In the winter, some of the landscape may have a dusting of snow over it, which can make trekking a little more arduous and exhausting. Snow in the area normally comes only in January and February, so in December, unless there has been an early snowfall, the ground should be dry and clear of snow.
How about Tibet EBC accommodation in winter?
Winter in Tibet sees the tent guesthouses that usually sit at the base camp having been packed up for the colder winter weather, and there is nowhere to stay at the base camp from December to March. Camping at the base camp is also not advisable, as the temperatures in the winter months can drop to around – 10 to – 15 degrees at night, and the intense cold can be dangerous for campers at EBC.
For those tourists trekking or traveling to EBC during the winter months, the best place to stay is the Rongbuk Monastery Guesthouse, which can accommodate visitors more easily in the winter months. In summer, the guesthouse at the monastery is usually full of tourists and trekkers traveling to EBC. In the winter, however, the guesthouse is less used because of the fewer tourists that make the journey across the plateau in the colder winter months, and usually has plenty of room to stay in.
What to pack for Old Tingri to EBC winter trekking tour 2019?

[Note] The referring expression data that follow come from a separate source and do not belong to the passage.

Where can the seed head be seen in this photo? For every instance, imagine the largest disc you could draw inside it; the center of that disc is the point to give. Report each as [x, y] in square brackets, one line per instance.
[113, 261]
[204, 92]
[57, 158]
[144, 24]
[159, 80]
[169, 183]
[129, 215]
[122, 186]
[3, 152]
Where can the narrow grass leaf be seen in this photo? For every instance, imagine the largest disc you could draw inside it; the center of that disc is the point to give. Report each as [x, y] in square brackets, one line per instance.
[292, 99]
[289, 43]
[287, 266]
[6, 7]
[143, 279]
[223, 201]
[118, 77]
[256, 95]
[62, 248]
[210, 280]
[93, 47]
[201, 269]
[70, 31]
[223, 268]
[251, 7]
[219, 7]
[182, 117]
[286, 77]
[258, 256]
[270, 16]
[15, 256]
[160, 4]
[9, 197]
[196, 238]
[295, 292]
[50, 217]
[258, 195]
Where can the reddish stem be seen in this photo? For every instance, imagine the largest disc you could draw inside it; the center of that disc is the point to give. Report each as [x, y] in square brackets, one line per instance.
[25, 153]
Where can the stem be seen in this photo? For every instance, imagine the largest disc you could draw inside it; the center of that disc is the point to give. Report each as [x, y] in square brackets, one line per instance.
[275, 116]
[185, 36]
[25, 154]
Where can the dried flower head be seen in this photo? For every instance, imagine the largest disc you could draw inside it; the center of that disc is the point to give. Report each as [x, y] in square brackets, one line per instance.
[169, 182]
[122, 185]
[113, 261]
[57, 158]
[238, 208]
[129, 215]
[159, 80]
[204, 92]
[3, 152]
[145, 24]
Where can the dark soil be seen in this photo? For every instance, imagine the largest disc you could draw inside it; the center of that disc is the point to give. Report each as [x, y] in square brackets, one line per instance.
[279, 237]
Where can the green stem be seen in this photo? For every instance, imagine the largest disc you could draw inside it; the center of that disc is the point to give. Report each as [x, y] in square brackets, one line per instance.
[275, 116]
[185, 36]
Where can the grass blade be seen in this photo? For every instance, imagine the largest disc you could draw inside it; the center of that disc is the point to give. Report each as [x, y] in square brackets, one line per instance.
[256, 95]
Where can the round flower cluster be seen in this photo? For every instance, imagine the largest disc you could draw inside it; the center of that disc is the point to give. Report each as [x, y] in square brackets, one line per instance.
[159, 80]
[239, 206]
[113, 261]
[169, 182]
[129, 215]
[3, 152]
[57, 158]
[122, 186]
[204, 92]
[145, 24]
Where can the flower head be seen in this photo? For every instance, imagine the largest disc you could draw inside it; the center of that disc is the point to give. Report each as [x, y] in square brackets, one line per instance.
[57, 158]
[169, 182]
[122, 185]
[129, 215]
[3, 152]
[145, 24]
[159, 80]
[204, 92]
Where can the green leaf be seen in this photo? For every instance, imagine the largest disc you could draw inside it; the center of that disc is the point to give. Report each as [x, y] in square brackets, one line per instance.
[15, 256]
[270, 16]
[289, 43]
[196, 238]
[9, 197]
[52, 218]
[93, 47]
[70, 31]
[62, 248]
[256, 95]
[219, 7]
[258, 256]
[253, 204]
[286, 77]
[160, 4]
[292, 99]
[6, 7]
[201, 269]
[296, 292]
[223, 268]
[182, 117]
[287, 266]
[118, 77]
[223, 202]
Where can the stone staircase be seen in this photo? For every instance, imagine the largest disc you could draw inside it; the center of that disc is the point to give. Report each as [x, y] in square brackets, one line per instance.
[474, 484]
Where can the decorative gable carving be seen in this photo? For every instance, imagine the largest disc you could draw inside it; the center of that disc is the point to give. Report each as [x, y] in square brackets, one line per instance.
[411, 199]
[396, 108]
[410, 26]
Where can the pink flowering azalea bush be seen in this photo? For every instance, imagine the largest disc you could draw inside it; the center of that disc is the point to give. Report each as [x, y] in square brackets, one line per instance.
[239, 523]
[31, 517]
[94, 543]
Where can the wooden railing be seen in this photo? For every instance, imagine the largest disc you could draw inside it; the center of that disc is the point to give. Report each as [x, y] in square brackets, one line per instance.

Anyone brave enough to make the trek to EBC from Old Tingri in the winter months should be aware that the weather is much colder than the winters in Lhasa and Shigatse, and the temperatures can get very cold, dropping to well below freezing at night. It is essential to make sure that you have the correct equipment and clothing to cope with the colder winter weather this far in the west of Tibet.
The main things to pack for a winter Tibet EBC trek should include: thick woolen sweaters, thick warm pants, warm, fleece or down jacket, waterproof Jacket, warm hat or hooded jackets, T-shirts, gloves, arctic-rated sleeping bag, sunglasses to prevent snow blindness, etc.
And you should also make sure that you have your passport, Tibet Travel Permit, Alien’s Travel Permit, and Frontier Pass in a pocket or small pouch that can be easily accessed, as there are a lot of checkpoints on the way to Everest Base Camp. Altitude sickness can also be a problem for some people traveling and trekking to the base camp, so it is advisable to carry some altitude sickness medications, if they are recommended by your doctor, as well as ibuprofen for headaches and something for nausea.